Delacroix’s fascination with the Oriental and the exotic both fuelled and influenced his Romantic tendencies. His journey to Morocco encouraged him to balance Romantic obsessiveness with classical restraint and to inject a significant degree of enlightened empirical observation into his art. He was seduced by the colour and the light of this foreign land, but his sensuous enjoyment of the picturesque developed alongside a scientific interest in colour and form. His responses to Morocco remained, however, deeply influenced by western cultural values.

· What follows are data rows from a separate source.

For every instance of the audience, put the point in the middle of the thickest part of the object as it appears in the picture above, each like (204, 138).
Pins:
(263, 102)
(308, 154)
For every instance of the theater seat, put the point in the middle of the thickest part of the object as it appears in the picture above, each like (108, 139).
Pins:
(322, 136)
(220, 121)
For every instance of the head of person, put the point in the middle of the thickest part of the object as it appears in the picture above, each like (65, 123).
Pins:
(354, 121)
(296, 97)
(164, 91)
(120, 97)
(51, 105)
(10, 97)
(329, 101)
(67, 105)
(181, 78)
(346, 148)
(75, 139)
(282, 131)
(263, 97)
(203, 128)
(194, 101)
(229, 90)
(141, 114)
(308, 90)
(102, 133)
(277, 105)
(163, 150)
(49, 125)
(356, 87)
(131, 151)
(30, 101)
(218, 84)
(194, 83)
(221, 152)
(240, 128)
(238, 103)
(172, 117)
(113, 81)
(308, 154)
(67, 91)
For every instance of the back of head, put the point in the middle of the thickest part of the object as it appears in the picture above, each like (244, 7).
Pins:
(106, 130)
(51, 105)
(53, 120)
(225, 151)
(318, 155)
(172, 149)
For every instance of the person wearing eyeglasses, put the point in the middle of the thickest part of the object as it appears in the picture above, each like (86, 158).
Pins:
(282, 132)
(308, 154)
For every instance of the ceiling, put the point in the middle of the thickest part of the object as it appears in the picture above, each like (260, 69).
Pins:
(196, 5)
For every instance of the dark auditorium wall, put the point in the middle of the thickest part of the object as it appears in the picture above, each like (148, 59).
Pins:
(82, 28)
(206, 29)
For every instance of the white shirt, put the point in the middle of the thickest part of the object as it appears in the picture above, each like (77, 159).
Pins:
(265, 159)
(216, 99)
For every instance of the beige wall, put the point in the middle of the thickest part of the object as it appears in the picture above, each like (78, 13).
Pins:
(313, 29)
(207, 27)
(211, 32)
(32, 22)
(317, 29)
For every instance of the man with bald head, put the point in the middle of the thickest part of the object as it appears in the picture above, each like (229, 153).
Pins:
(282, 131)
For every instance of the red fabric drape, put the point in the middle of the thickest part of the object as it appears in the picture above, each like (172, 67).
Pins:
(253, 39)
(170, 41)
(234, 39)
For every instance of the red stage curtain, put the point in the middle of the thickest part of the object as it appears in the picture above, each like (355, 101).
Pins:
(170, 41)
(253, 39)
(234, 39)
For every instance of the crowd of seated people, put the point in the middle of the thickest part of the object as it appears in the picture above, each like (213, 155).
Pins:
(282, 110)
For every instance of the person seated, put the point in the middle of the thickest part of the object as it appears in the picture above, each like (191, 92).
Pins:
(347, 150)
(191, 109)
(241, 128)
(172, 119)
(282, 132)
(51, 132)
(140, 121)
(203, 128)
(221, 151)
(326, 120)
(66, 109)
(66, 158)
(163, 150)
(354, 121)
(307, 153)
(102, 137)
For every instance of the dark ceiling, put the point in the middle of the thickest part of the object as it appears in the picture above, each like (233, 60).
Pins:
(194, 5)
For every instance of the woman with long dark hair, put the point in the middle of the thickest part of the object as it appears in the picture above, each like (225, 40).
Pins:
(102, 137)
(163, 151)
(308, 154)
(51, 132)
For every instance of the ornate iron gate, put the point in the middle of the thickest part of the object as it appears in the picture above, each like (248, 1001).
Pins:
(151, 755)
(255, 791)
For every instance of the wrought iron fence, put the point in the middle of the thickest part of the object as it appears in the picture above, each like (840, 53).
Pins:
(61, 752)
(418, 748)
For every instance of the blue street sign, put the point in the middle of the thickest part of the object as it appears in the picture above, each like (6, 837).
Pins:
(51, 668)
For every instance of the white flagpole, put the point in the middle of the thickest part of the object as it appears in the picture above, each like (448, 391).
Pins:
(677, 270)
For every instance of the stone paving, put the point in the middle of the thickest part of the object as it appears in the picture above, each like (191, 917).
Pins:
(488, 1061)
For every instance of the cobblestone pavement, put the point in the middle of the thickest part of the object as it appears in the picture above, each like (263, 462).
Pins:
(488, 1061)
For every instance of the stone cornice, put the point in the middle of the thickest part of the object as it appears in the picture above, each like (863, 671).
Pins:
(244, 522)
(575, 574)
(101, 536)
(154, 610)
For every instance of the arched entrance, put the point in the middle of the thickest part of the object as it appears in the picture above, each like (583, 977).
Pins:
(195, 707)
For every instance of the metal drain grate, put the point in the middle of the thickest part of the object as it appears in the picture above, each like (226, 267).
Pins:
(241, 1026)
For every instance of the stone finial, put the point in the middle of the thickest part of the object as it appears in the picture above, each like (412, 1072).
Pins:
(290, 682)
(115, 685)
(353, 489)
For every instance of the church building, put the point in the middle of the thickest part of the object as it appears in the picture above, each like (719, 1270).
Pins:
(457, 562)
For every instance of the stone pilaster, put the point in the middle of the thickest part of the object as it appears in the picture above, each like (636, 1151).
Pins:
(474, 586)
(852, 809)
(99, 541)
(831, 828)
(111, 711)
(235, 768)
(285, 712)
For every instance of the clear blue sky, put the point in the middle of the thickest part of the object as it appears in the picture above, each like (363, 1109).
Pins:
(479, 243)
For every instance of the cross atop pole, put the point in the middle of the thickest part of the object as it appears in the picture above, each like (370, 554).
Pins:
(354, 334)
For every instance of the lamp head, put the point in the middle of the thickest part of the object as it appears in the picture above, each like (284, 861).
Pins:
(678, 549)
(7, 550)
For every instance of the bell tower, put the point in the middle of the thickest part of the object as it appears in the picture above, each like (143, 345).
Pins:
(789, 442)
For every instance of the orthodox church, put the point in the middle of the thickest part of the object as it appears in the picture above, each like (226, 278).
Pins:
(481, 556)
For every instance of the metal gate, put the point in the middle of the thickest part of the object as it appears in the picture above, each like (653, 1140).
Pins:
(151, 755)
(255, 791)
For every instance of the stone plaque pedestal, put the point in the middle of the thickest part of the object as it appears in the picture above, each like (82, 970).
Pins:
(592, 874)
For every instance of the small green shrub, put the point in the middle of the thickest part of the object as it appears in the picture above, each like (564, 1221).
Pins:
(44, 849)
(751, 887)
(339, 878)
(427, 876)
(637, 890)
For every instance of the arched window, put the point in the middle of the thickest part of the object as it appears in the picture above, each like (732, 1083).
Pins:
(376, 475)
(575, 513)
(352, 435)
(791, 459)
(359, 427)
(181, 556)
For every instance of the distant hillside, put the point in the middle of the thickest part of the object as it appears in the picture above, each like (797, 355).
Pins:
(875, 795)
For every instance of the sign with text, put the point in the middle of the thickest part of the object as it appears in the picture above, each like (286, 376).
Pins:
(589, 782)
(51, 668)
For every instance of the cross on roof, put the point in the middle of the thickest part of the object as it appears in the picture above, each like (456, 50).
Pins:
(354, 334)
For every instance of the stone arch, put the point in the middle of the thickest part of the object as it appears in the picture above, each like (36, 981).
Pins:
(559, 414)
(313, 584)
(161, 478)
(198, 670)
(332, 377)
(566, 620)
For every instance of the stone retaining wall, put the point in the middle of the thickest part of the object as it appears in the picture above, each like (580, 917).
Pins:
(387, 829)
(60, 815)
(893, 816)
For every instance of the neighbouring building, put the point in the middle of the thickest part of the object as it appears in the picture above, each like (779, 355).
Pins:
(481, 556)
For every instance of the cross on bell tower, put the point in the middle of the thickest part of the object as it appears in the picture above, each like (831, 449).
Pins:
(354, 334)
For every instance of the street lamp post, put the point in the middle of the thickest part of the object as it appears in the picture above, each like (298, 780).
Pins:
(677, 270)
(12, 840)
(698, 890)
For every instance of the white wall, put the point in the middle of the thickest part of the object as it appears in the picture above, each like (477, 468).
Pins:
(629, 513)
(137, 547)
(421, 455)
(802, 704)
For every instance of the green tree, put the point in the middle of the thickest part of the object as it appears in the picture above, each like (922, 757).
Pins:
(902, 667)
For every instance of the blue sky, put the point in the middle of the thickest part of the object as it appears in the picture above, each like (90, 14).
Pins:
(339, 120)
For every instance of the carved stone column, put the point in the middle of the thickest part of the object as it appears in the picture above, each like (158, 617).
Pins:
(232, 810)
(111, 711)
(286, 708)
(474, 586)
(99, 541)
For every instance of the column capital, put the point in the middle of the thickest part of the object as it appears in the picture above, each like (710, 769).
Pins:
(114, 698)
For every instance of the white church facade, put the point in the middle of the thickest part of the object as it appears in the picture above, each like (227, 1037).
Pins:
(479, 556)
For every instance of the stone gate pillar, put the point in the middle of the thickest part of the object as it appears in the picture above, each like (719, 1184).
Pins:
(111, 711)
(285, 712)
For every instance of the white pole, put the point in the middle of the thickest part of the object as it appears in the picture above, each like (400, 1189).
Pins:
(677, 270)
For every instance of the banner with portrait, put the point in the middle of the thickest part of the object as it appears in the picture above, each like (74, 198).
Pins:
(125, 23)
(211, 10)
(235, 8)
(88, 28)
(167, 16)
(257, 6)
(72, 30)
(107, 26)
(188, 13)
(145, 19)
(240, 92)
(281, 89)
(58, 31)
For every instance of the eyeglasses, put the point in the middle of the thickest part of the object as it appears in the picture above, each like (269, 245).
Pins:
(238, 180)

We have tracked Delacroix’s progression from an avid practitioner of a modified and modernised (Baroque) classicism to a professed, albeit somewhat reluctant, Romantic, and finally to a position (during his visit to Morocco) in which Romantic fantasy was infused by a dedication to first-hand observation and a new sense of living antiquity. In his Death of Sardanapalus he brought Romanticism to a dramatic climax. It was difficult for succeeding artists to surpass his achievements in creating bold and energetic fantasies. Nor could Delacroix sustain, within his own career, his earlier dedication to rebellion and innovation.

In the final years of his career Delacroix focused on monumental state commissions such as those for the church of Saint-Sulpice and the Palais-Bourbon in Paris. He also continued to work on paintings inspired by his North African travels and wrote extensively on art. In 1857 he was elected a member of the Académie des Beaux-Arts. Fully integrated into the establishment, the reluctant Romantic rebel was eventually seen as the representative of an established aesthetic, Romantic classicism, that appeared outmoded by comparison with the modern, innovative realism of a new generation of artists such as Gustave Courbet (1819–77).